Nothing against the music on Delta Bound, which presents an ambitious illustration of half a millennium of violent racial and cultural conflict shaping the history of the American South. The New Orleans sextet Sabertooth Swing and guests including Leon “Kid Chocolate” Brown, Jeffrey Broussard, Bruce “Sunpie” Barnes and Anna Laura Quinn expertly sift various mixtures of jazz, swing, blues, zydeco, Cajun and Caribbean styles, a deftly coherent survey from Jelly Roll Morton to Duke Ellington to Clifton Chenier.
But the most striking passage may well be one in which there is no music, just these words: “All summer his accordion rotted in a ditch, like an armadillo turning into a house payment.”
That striking image closes “What About This,” late Mississippi-Arkansas writer Frank Stanford’s poem of a fatal encounter between drunken yahoos and a musician, spoken here by New Orleans journalist Ben Myers. There is music, by New York composer Gabriel Richards, backing most of the reading. But it drops out for this last part, leaving an indelibly haunting impression.
It’s this moment at which this whole project—conceived and wrangled by Sabertooth guitarist Romain Beauxis with the band’s trombonist Chris Butcher and local writer Holly Devon, whose deep insights into Caribbean history and the African diaspora inform her poetic liner notes—comes into focus.
For that matter, many of the album’s highlights are spoken, with and without musical backdrops: anti-death penalty pleas from Sister Helen Prejean (the nun who wrote Dead Man Walking), a personal Cajun French account from Zachary Richard reflecting on the painful history tied to that dialect, a piece of the West African-originated epic of St. Malo read in Creole French by Cedric Watson and Sidney Bechet’s “Free Day,” recalling his grandfather’s tale of life in the fields and Sundays in Congo Square, read by Jeremy Thomas. And New Orleans poet Daiquiri René Jones—who also plays ethereal harp—reads his own “Primer,” about a bad day at a paint store, and far much more.
With this, Delta Bound draws a line from conquistador Hernando de Soto (via two diary entries from soldiers on his expedition) to Harry Connick Sr. (yes, Sr., the former New Orleans district attorney, called out by Prejean for stating that the death penalty was under-used).

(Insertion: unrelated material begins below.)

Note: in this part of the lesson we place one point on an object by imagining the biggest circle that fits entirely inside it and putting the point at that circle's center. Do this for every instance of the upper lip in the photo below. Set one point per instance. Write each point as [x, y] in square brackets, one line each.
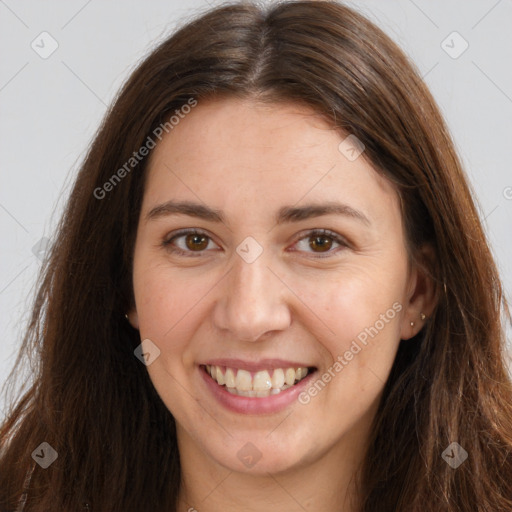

And the music? It’s a hodgepodge, but with purpose. If the spoken passages are, to some extent, about conflict, the music is about confluence. In the opening title track popularized by Ellington, sung here by Sabertooth trumpeter Dan Ruch, some horn quotes of Wayne Shorter’s licks bridge eras and Barnes’ accordion bridges cultures. Similarly, city meets country in a sparklingly playful version of the Cajun celebration “Le Chanson de Mardi Gras,” alternating verses from Ruch’s horn—where an accordion or fiddle might be expected—with ones sung in French by Jamie Lynn Fontenot and Mariam McCracken, a.k.a. the Daiquiri Queens, And at the end, the street sounds of a St. Joseph’s night parade, with Big Queen Mary Kay of the Original Wild Tchoupitoulas chanting, are followed by the Sabertooth ensemble and singer Quinn covering Django Reinhardt’s melancholy “Nuages.”
It’s an incongruous, abrupt closing segue, perhaps. But consider that Reinhardt’s origin in Roma culture, also long subjected to violence, displacement and oppression, and it all ties together beautifully.